Create a Google Kubernetes Engine (GKE) Cluster without Public IP Addresses

B.

To host a newly built application that requires access to third-party services on the internet while adhering to the guideline that no Compute Engine instance can have a public IP address on Google Cloud, we need to create a Google Kubernetes Engine (GKE) cluster with a deployment strategy that allows access to external services without exposing the cluster to the public internet.

Option A: Configure the GKE cluster as a private cluster, and configure Cloud NAT Gateway for the cluster subnet. In this option, we can create a private cluster in GKE which would not expose the cluster to the public internet. To enable communication with external services, we can configure a Cloud NAT Gateway for the cluster subnet, which would allow outbound traffic from the cluster to the internet through a private IP address. This option is a viable choice, and it is recommended for applications that require high availability and reliability.

Option B: Configure the GKE cluster as a private cluster. Configure Private Google Access on the Virtual Private Cloud (VPC). In this option, we can create a private cluster in GKE, which would not expose the cluster to the public internet. We can then configure Private Google Access on the Virtual Private Cloud (VPC) to enable communication between the GKE cluster and external services. Private Google Access allows GKE cluster nodes to access Google APIs and services over a private IP address, which eliminates the need for public IP addresses. This option is suitable for applications that need to access external services through Google APIs.

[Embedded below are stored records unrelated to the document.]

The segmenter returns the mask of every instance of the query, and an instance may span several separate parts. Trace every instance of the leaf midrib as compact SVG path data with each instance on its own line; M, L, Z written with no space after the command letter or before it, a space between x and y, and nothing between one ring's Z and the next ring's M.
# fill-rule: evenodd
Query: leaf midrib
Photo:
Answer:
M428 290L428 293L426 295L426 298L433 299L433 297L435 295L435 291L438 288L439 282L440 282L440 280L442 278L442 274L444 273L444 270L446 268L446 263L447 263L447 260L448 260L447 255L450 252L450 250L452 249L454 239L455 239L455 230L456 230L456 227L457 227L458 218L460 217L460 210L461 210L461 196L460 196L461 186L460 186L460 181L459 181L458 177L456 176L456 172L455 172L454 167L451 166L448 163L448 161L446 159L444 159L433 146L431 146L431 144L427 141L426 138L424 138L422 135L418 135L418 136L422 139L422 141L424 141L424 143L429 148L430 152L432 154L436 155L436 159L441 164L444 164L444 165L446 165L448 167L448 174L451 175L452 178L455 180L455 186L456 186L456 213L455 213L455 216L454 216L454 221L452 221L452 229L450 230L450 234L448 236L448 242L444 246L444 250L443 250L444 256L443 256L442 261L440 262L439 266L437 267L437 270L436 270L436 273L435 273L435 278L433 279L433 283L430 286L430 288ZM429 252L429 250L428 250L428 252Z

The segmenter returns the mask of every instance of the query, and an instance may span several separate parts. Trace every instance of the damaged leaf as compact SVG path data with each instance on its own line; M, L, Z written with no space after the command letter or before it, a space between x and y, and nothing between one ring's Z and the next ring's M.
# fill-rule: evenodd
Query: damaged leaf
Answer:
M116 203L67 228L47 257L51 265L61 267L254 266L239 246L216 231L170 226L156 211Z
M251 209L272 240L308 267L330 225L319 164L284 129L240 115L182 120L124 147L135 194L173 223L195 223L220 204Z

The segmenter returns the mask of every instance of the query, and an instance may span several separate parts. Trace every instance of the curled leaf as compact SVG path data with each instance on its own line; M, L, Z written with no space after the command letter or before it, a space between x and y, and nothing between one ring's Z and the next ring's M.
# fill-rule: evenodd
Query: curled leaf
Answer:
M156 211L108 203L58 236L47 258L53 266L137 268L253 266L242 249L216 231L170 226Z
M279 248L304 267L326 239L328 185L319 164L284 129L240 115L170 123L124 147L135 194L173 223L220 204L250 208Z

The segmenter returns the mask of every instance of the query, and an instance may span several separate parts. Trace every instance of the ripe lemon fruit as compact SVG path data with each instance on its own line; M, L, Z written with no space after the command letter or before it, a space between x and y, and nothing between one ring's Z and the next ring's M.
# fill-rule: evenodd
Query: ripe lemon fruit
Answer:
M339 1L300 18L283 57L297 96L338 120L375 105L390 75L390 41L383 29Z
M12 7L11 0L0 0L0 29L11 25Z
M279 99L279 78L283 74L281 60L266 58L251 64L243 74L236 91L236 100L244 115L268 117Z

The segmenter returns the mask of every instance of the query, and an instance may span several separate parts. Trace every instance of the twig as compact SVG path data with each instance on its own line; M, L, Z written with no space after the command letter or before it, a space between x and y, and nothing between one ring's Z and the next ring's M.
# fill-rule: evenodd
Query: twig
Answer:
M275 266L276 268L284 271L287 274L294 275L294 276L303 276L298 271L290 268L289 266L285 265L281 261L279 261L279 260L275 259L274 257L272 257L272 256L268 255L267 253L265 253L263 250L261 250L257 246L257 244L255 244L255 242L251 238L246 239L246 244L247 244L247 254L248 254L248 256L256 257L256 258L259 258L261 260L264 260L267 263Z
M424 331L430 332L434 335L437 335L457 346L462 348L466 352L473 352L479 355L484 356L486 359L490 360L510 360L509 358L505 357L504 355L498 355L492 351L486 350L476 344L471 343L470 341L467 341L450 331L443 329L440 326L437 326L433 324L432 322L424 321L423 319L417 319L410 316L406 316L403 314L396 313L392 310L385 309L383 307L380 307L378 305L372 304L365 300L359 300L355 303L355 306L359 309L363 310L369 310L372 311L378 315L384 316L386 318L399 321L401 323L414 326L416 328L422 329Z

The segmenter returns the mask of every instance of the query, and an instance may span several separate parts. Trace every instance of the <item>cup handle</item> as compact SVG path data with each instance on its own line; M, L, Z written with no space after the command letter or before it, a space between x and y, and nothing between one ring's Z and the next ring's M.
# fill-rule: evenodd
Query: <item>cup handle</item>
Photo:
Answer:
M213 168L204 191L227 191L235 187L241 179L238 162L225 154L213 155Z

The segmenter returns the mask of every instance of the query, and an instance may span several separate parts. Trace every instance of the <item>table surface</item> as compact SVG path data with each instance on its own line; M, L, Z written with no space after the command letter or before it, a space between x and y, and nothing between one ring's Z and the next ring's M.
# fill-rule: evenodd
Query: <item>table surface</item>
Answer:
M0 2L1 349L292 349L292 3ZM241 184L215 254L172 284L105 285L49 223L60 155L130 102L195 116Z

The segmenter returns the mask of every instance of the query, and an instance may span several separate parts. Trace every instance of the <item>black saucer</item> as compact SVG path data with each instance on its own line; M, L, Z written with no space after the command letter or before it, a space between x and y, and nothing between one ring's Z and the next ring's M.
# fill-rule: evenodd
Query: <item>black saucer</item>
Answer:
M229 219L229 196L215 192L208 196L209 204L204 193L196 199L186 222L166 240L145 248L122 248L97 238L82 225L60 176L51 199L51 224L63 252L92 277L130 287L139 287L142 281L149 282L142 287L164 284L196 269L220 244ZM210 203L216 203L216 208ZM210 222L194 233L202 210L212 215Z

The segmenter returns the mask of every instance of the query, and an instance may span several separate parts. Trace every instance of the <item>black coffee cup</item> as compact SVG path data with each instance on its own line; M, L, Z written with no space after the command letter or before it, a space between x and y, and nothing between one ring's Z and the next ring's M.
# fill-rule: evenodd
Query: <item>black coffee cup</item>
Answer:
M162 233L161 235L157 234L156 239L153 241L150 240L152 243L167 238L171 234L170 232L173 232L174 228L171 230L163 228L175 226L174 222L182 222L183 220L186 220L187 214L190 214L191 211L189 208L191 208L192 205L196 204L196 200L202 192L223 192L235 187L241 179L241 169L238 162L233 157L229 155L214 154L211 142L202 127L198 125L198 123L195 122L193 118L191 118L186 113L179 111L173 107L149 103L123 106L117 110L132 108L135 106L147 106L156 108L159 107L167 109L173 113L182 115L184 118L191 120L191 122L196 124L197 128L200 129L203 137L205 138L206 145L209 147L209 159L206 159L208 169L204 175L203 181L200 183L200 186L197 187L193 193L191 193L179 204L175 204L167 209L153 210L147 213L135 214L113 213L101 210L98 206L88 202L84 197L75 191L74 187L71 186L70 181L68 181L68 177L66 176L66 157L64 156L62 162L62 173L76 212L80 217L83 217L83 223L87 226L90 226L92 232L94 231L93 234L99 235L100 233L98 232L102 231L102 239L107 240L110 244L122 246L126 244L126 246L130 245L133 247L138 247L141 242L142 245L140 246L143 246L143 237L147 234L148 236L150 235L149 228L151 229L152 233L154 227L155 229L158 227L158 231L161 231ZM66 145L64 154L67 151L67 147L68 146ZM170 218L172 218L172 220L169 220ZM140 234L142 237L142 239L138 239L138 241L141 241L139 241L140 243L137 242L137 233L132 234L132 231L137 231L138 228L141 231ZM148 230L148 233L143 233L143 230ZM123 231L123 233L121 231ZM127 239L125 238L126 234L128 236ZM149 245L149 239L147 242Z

Option C: Configure the GKE cluster as a route-based cluster. Configure Private Google Access on the Virtual Private Cloud (VPC). In this option, we can create a route-based GKE cluster, which would not expose the cluster to the public internet. We can then configure Private Google Access on the Virtual Private Cloud (VPC) to enable communication between the GKE cluster and external services. Private Google Access allows GKE cluster nodes to access Google APIs and services over a private IP address, which eliminates the need for public IP addresses. This option is suitable for applications that require advanced networking configurations.

Option D: Create a Compute Engine instance, and install a NAT Proxy on the instance. Configure all workloads on GKE to pass through this proxy to access third-party services on the Internet. In this option, we can create a Compute Engine instance and install a NAT Proxy on the instance. We can then configure all workloads on GKE to pass through this proxy to access third-party services on the internet. This option requires additional configuration and management overhead, and it is not recommended for applications that require high availability and reliability.

Therefore, the best option for creating a GKE cluster to host a newly built application that requires access to third-party services on the internet while adhering to the guideline that no Compute Engine instance can have a public IP address on Google Cloud is Option A: Configure the GKE cluster as a private cluster, and configure Cloud NAT Gateway for the cluster subnet.